Managing PLM Projects: How Do They Compare to ERP Projects?
PLM projects, like other digital transformation initiatives, can be deemed successful when they deliver upon the promise of business change and capabilities as scoped in their business case. At a macro level, success can be derived in many ways: proactive business engagement to final functional acceptance, timely deployment, accurate data migration, effective training and knowledge transfer; most of which are typical deliverables of the implementation team.
Typical critical success factors (CSFs) include the validation that the selected platform, software vendor and implementation partner(s) are fit-for-purpose. These are important factors as implementing PLM is often referred as a ‘journey of discovery’ coupled with ongoing change leadership. When compared with ERP projects, a number of common and unique challenges often arise when dealing with PLM—especially in terms of technical, business engagement and change risk mitigation. This is not to say that ERP implementations are more predictable than PLM implementations; they are however more mainstream compared to the wide domain scope covered by PLM.
In this post, I elaborate on CSFs for PLM projects and how they compare to CSFs for ERP projects.
“One simple difference is that ERP optimizes what you have (existing and physical products), while PLM optimizes what you do not have (new products, simulations, virtual representations, intellectual property and knowledge).”
Elaborating on the types of business benefit that PLM and ERP bring help understand what to expect from successful enterprise platform and alike implementations. Defining digitalization success includes looking at business change, the adoption of new working models and practices, levels of automation, team redesign, collaboration intensity, data access and reusability, etc.
Defining PLM success: 5 High-Level CSFs
Success can typically be defined in terms of business adoption, IT / technical solution stability, robustness, future-readiness, etc. and also in terms of business value. With PLM, such value is hard to measure as it often implies cost avoidance, risk mitigation or benefit realization that are not directly or accurately quantified.
Typically, critical success factors (CSFs) illustrate how to define success—not to confuse with key performance indicators (KPIs) which reflect how to measure success. For example:
CSF (define success): sell more products
KPIs (measure performance):
Number of products sold this month, by product line, by region (unit: number)
Monthly product sales revenue and profit for the above (unit: financial currency)
Time series of the above for the last 12 months, from one month to the next (unit: number or financial currency)
Incremental sales compared to budgeted, quarterly forecast and latest execution plan, compared with results from last financial year (unit: %age)
Broadly speaking, PLM success can typically be measured by a combination of 5 criteriums across people, data, process and tool dimensions:
Key user and change lead sign-off, post UAT and deployment / data migration is the obvious generic success criteria and indicator a good business engagement in defining and testing the solution; arguably, that however does not imply value realization.
Platform adoption, learning engagement and usability: adoption of the new working practices / tools, once the solution is ‘live’ and transition from the ‘old ways’ is complete; this is mostly relevant as digital change often come with a dip in performance and time to adapt.
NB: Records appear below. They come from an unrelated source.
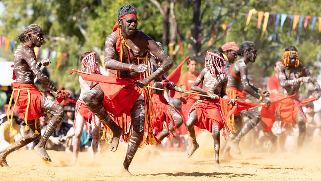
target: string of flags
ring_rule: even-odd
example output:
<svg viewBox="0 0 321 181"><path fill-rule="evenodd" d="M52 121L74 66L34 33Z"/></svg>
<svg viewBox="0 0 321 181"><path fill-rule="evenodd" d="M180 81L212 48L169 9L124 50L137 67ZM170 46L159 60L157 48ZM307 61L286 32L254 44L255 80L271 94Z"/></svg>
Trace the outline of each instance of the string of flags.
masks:
<svg viewBox="0 0 321 181"><path fill-rule="evenodd" d="M20 43L17 43L15 40L0 36L0 49L4 48L5 52L9 50L13 53L15 49L21 45ZM55 65L55 72L57 72L64 62L69 62L73 67L78 67L80 60L79 55L69 54L66 52L53 50L48 48L39 48L35 47L34 48L35 54L37 58L48 58L51 62L51 64ZM102 66L104 67L104 55L99 56Z"/></svg>
<svg viewBox="0 0 321 181"><path fill-rule="evenodd" d="M261 33L261 38L263 38L268 26L270 26L272 24L275 17L275 23L273 36L274 41L276 40L278 28L280 27L282 29L284 23L286 20L290 21L290 25L288 28L288 35L289 36L290 35L291 31L295 30L297 29L297 41L298 41L300 39L300 33L302 30L302 27L304 29L306 29L308 27L308 24L309 23L309 20L311 22L310 27L310 37L313 33L317 21L318 23L318 32L321 32L321 17L301 16L299 15L257 11L255 9L251 9L248 11L244 31L246 31L248 29L248 25L251 21L251 18L254 14L257 14L257 28L260 29L262 28L262 32ZM262 26L262 21L263 21L263 26Z"/></svg>

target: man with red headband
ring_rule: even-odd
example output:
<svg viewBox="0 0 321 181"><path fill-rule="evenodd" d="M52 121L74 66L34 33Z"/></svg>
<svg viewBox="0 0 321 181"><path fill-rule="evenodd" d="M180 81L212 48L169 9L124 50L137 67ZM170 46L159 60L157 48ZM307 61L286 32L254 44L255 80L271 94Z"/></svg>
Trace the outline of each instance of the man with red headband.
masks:
<svg viewBox="0 0 321 181"><path fill-rule="evenodd" d="M146 87L152 80L167 72L173 66L173 60L158 46L155 41L142 31L137 30L137 11L133 6L126 5L120 7L117 14L117 21L113 33L107 36L105 41L105 65L111 69L111 75L121 81L132 82L122 89L113 91L108 86L100 84L83 95L87 107L103 121L113 132L112 150L116 151L119 138L123 133L123 138L129 140L126 157L123 163L125 173L130 175L128 168L133 158L143 140L144 130L148 134L147 143L153 137L150 127L151 90ZM162 64L150 73L150 54L152 52ZM149 65L150 67L149 67ZM104 95L105 94L105 95ZM110 117L130 116L131 122L121 119L120 127ZM146 116L146 117L145 117ZM127 126L132 128L132 133L125 133ZM122 127L121 128L121 127ZM129 135L131 134L131 136ZM124 137L124 136L125 136ZM144 140L145 141L145 140Z"/></svg>
<svg viewBox="0 0 321 181"><path fill-rule="evenodd" d="M87 52L81 56L81 71L89 73L95 73L100 74L99 66L99 57L93 51ZM91 149L93 155L92 161L97 152L98 143L99 142L99 136L101 128L100 120L96 117L94 113L86 106L82 96L83 94L89 91L90 88L96 83L93 81L85 81L81 76L79 76L78 79L80 85L81 91L79 95L79 98L76 103L76 110L75 110L75 122L74 128L75 129L75 135L73 140L73 157L72 164L75 163L78 157L78 153L80 146L80 138L82 135L83 126L85 124L90 131L89 124L91 125L92 134L92 140L91 141Z"/></svg>
<svg viewBox="0 0 321 181"><path fill-rule="evenodd" d="M8 166L5 158L9 154L36 140L40 136L38 119L43 115L44 112L50 113L53 116L46 128L43 136L34 150L45 160L51 161L46 151L46 144L48 139L61 121L64 111L60 106L48 99L38 90L34 83L35 78L37 77L42 85L58 94L60 98L66 97L69 95L69 93L57 89L40 70L41 65L47 66L50 64L49 59L44 59L39 64L37 63L34 48L35 46L40 47L43 44L42 29L36 24L30 25L18 38L22 45L14 53L13 79L16 79L16 82L11 84L13 91L8 108L8 115L9 117L10 107L14 98L13 109L16 106L18 107L20 116L32 131L0 153L0 165L2 166ZM13 114L14 111L12 112Z"/></svg>
<svg viewBox="0 0 321 181"><path fill-rule="evenodd" d="M276 111L277 118L281 119L283 125L297 124L299 127L297 148L299 150L304 141L306 130L305 115L301 106L302 103L300 104L298 100L298 93L301 83L311 82L314 84L314 96L317 99L319 98L319 90L320 88L319 83L312 77L308 69L300 63L299 52L295 47L290 46L285 48L282 57L282 62L277 66L279 93L274 97L273 100L287 96L296 95L285 98L280 104L271 108L270 111L266 114L272 117L262 116L262 118L265 126L265 132L271 131L276 118L274 116Z"/></svg>
<svg viewBox="0 0 321 181"><path fill-rule="evenodd" d="M271 102L266 97L267 93L251 85L247 78L247 64L250 62L254 63L256 59L255 44L253 42L244 42L241 45L237 53L241 58L233 63L229 70L230 75L229 76L226 94L230 98L244 100L246 98L246 93L248 93L267 105L270 105ZM236 115L235 117L232 115L232 118L228 120L229 126L235 133L233 135L235 137L228 145L238 154L241 153L239 148L240 141L261 120L260 115L254 110L243 111L241 113L250 118L242 128L240 128L240 126L238 125L239 128L237 129L234 126L234 119L236 119L235 117L237 117L236 119L241 120L241 118L239 117L239 115Z"/></svg>
<svg viewBox="0 0 321 181"><path fill-rule="evenodd" d="M192 90L210 97L201 96L190 109L186 122L188 134L192 143L192 148L188 151L187 157L191 157L199 148L194 128L194 126L196 126L212 133L214 139L215 163L218 167L220 167L219 161L220 130L224 128L223 136L226 137L230 134L223 118L219 101L219 97L228 98L225 94L227 74L223 64L224 60L222 53L218 50L206 52L205 68L193 83ZM198 87L202 81L201 87ZM235 100L231 99L230 103L234 104L234 103Z"/></svg>

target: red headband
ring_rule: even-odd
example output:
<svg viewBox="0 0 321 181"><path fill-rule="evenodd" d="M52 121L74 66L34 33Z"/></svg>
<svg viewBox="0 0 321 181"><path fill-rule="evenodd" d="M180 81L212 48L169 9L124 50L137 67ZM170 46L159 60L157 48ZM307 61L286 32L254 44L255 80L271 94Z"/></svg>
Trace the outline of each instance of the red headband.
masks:
<svg viewBox="0 0 321 181"><path fill-rule="evenodd" d="M137 18L137 14L126 14L125 15L120 17L118 19L118 20L121 20L124 19L126 19L128 18ZM118 27L118 21L116 21L116 22L115 23L115 25L114 25L114 27L113 27L113 32L116 31Z"/></svg>

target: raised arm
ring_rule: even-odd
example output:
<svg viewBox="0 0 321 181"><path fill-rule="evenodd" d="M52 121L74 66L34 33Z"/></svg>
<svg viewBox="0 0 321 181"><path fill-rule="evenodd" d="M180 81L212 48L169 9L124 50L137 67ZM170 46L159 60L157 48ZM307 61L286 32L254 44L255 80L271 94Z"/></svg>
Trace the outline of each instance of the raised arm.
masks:
<svg viewBox="0 0 321 181"><path fill-rule="evenodd" d="M147 48L154 55L156 58L162 62L160 66L145 79L146 82L149 83L169 70L173 66L173 60L165 53L164 50L159 46L155 41L147 35L146 36L148 42Z"/></svg>
<svg viewBox="0 0 321 181"><path fill-rule="evenodd" d="M41 71L40 67L37 64L35 56L30 51L27 51L24 53L25 60L30 68L30 69L35 74L37 79L39 80L39 82L48 89L56 92L58 90L58 89L52 84L48 77L44 75Z"/></svg>

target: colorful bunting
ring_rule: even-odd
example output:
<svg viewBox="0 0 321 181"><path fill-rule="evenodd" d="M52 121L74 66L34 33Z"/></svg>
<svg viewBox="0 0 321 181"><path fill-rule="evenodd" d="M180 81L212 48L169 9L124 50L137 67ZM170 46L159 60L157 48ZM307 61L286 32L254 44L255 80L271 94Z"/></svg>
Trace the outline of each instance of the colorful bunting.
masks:
<svg viewBox="0 0 321 181"><path fill-rule="evenodd" d="M282 14L281 15L281 24L280 24L280 26L281 28L283 28L283 25L284 25L284 22L285 22L285 20L286 20L287 17L287 14Z"/></svg>
<svg viewBox="0 0 321 181"><path fill-rule="evenodd" d="M257 13L257 28L261 28L261 24L262 24L262 20L263 19L264 15L264 12L259 11Z"/></svg>
<svg viewBox="0 0 321 181"><path fill-rule="evenodd" d="M277 40L277 31L278 31L278 26L279 26L279 22L281 15L280 14L277 14L275 20L275 25L274 26L274 32L273 33L273 41L275 41Z"/></svg>
<svg viewBox="0 0 321 181"><path fill-rule="evenodd" d="M304 28L307 28L307 26L308 26L308 21L309 21L309 20L311 18L311 16L307 16L305 17L305 18L304 18L304 25L303 25Z"/></svg>
<svg viewBox="0 0 321 181"><path fill-rule="evenodd" d="M265 31L266 30L266 28L268 26L268 21L269 20L269 15L270 15L270 13L269 12L264 13L264 22L263 22L263 27L262 29L262 33L261 33L261 38L263 38L264 32L265 32Z"/></svg>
Data accuracy, quality, reusability (often part of the PLM business case): a measure of how new data quality is improved, reduction of number of issues, of time and cost it takes to resolve them, of business implications from these issues, etc.
Platform and data accessibility, i.e. the ability to find information, share with other, collaborate more effectively, and many other measures which relates to effective operations.
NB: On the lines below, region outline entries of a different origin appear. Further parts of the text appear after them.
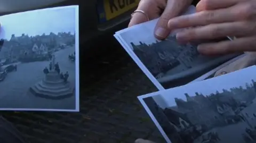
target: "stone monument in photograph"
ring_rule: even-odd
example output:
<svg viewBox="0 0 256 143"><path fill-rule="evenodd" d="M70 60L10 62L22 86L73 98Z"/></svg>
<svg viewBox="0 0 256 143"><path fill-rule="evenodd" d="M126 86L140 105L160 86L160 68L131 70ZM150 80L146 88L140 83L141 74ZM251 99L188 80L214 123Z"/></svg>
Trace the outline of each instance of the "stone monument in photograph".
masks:
<svg viewBox="0 0 256 143"><path fill-rule="evenodd" d="M35 96L52 99L61 99L74 95L74 89L68 81L61 78L60 74L55 70L55 56L52 58L50 69L45 77L30 88Z"/></svg>

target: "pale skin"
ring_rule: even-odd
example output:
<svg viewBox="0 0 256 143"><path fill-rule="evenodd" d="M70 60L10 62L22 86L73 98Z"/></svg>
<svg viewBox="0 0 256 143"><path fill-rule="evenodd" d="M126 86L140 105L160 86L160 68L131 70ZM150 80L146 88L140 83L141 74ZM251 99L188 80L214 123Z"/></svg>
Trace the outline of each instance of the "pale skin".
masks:
<svg viewBox="0 0 256 143"><path fill-rule="evenodd" d="M201 0L196 5L197 13L179 16L191 2L192 0L141 0L137 9L143 11L150 20L159 18L154 35L160 40L164 39L172 30L191 27L195 27L177 33L179 42L235 36L237 38L233 41L198 46L198 52L206 55L246 53L247 55L234 62L235 64L220 70L225 72L256 64L256 0ZM137 12L129 27L147 21L145 14ZM234 66L236 64L239 65Z"/></svg>

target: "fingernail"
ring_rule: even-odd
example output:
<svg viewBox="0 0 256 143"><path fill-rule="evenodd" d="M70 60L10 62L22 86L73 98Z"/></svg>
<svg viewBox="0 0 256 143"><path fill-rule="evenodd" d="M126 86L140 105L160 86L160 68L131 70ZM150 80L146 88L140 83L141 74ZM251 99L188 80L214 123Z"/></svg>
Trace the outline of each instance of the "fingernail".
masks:
<svg viewBox="0 0 256 143"><path fill-rule="evenodd" d="M174 29L178 27L178 23L176 21L173 20L170 20L168 21L167 26L169 28Z"/></svg>
<svg viewBox="0 0 256 143"><path fill-rule="evenodd" d="M199 53L204 53L205 52L205 48L204 46L201 46L200 45L197 46L197 51Z"/></svg>
<svg viewBox="0 0 256 143"><path fill-rule="evenodd" d="M186 41L186 34L183 32L179 32L176 34L176 39L178 41Z"/></svg>
<svg viewBox="0 0 256 143"><path fill-rule="evenodd" d="M169 32L168 30L162 27L158 27L156 29L156 32L155 33L155 35L157 37L158 37L158 38L163 38L163 39L166 38L166 37L168 36L169 34Z"/></svg>

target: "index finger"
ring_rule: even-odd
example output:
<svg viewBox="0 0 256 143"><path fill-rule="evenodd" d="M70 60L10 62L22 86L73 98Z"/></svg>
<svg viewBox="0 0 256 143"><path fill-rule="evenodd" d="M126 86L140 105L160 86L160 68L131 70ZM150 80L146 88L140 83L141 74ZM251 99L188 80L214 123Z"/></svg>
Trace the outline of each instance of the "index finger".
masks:
<svg viewBox="0 0 256 143"><path fill-rule="evenodd" d="M201 0L196 5L197 12L223 9L245 0Z"/></svg>
<svg viewBox="0 0 256 143"><path fill-rule="evenodd" d="M147 17L148 17L149 20L159 17L160 13L158 11L159 10L157 6L154 6L156 5L156 4L155 1L140 1L138 6L137 10L142 11L145 14L141 12L133 13L128 27L147 21ZM147 15L145 15L145 14L147 14Z"/></svg>
<svg viewBox="0 0 256 143"><path fill-rule="evenodd" d="M214 23L233 22L241 18L241 16L237 16L236 13L239 12L242 14L244 12L240 12L237 9L233 8L204 11L176 17L169 20L168 28L170 30L173 30Z"/></svg>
Sustainable platform for growth, fostering scalable and repeatable processes across the value chain (holistically, not only pin-point solutions).
Scope clarity: by design, ERP projects and solutions are often more modular than PLM; perhaps this is due to greater process and stakeholder ownership clarity with most business capability, whereas the PLM scope is often more nebulous and subjects of misalignment between functional groups; PLM requirements can rapidly span out-of-control is the scope is not sufficiently narrowed and clarified during project inceptions.
Measurable business value: PLM-driven benefits are often derived in terms of process or resource efficiency and cost avoidance, they span across many disconnected stakeholders, rather than focusing on siloed transformational value; ERP solutions have the potential to derive clearer, more specific, yet more isolated, short-term transformational value, thanks to their modular logical transaction-driven data models and processes.
Effective data integration: per the Digital Thread principle, PLM—the discipline, not just the system(s)—aims at connecting people and data, through shared libraries, operating standards, system automations and interfaces which drive how transition complexity and how much change can be deployed at once or in a number of iterative phases; in contrast, ERP is rooted in IT systems with clear input / output, mostly defined as ‘static views’ of a product at a given time.
In a subsequent post, I will discuss how to measure PLM success and elaborate on a number of key performance indicators (KPIs) used when implementing vs using PLM solutions.